Em perícias desta natureza cabe ao perito analisar atentamente o contrato e evoluir a dívida do mutuário conforme o que foi estipulado contratualmente e em consonância com a legislação correlata corrigindo as distorções quando estas existirem a exemplo da capitalização dos juros quando da ocorrência da amortização negativa.
É aconselhável ainda ao perito, apenas com o objetivo de fornecer suporte ao julgamento dos magistrados, criar planilhas contendo a evolução do financiamento aplicando os mesmos índices para reajustes tanto das prestações quanto do saldo devedor visto que do ponto de vista técnico/matemático este é o procedimento correto.
Reajuste das prestações com base no PES/CP
Conforme já dito anteriormente, o Decreto Lei 2.164/84 instituiu o Plano de Equivalência Salarial por Categoria Profissional. Nos contratos em que constam a cláusula relativa ao PES/CP as prestações devem ser reajustadas, portanto, de acordo os índices de reajustes da categoria profissional do mutuário. Nestes casos, caberá ao perito identificar os índices aplicados pela instituição financeira para reajustes das prestações e compara-los com os índices de reajustes salariais da categoria profissional. Se houver divergência deverá o expert reconstruir a evolução do financiamento aplicando os índices de reajustes da categoria profissional.
Para identificar os índices da categoria profissional poderá o perito analisar diretamente os contracheques do mutuário ou uma declaração do sindicato profissional contendo os históricos de reajustes salariais da categoria. Para isso poderá o perito realizar diligências nos termos do artigo 473, IV, § 3º do CPC/2015.
Juros acima do limite de 10% ao ano ou de 12% ao ano a partir de julho de 1993.
O principal objetivo do SFH quando de sua criação era estimular a aquisição da casa própria. Não tem, portanto o objetivo de obter lucro mas antes disso promover à moradia. Por esta razão os juros quando da criação do SFH estavam limitados a taxa de 10% a.a. A partir da Lei 8.692/93 os juros dentro do SFH passou a ser limitado a 12% ao ano.
Caberá ao perito identificar se a taxa aplicada obedeceu aos limites legais previstos. É comum muitos advogados procurar um escritório de contabilidade que verifique este parâmetro.
Atualização do saldo devedor antes da amortização.
Outro ponto que gerou debates no âmbito do SFH, mas que já se encontra pacificado por meio da Súmula 450 do STJ diz respeito a atualização do saldo devedor antes ou depois da amortização da dívida.

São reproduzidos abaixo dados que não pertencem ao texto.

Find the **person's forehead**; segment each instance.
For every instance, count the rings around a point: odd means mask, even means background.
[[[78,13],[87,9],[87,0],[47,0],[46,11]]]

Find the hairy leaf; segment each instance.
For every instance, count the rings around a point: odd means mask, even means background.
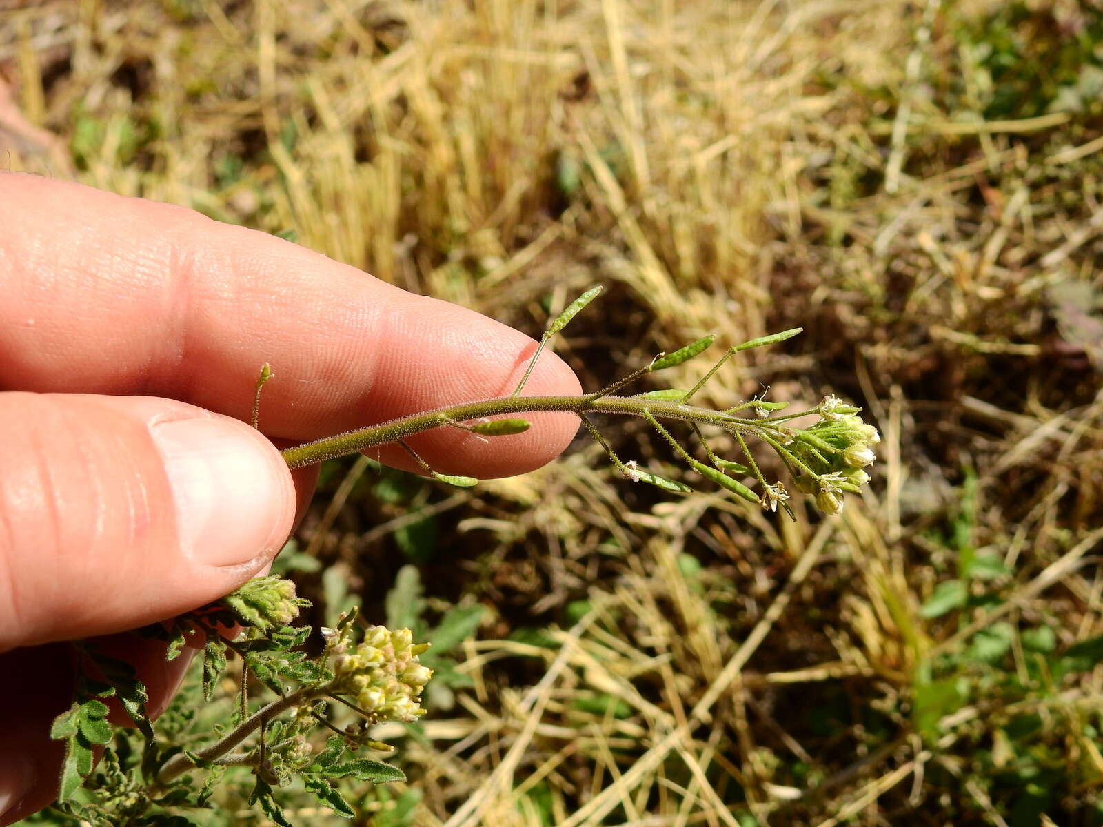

De acordo o entendimento sumulado nos financiamentos inseridos no SFH a atualização do saldo devedor antecede a sua amortização pelo pagamento da prestação. Neste sentido, na construção de seus cálculos, deverá o perito primeiro atualizar o saldo devedor com índice de correção do período para depois a amortizar a dívida.
Conclusão
O Sistema Financeiro de Habitação desde a sua criação constitui uma fonte de intermináveis discussões. Parte de toda esta celeuma tem como causa as sucessivas alterações legais e infralegais bem como o difícil cenário econômico que o país enfrentou a partir da década de 80.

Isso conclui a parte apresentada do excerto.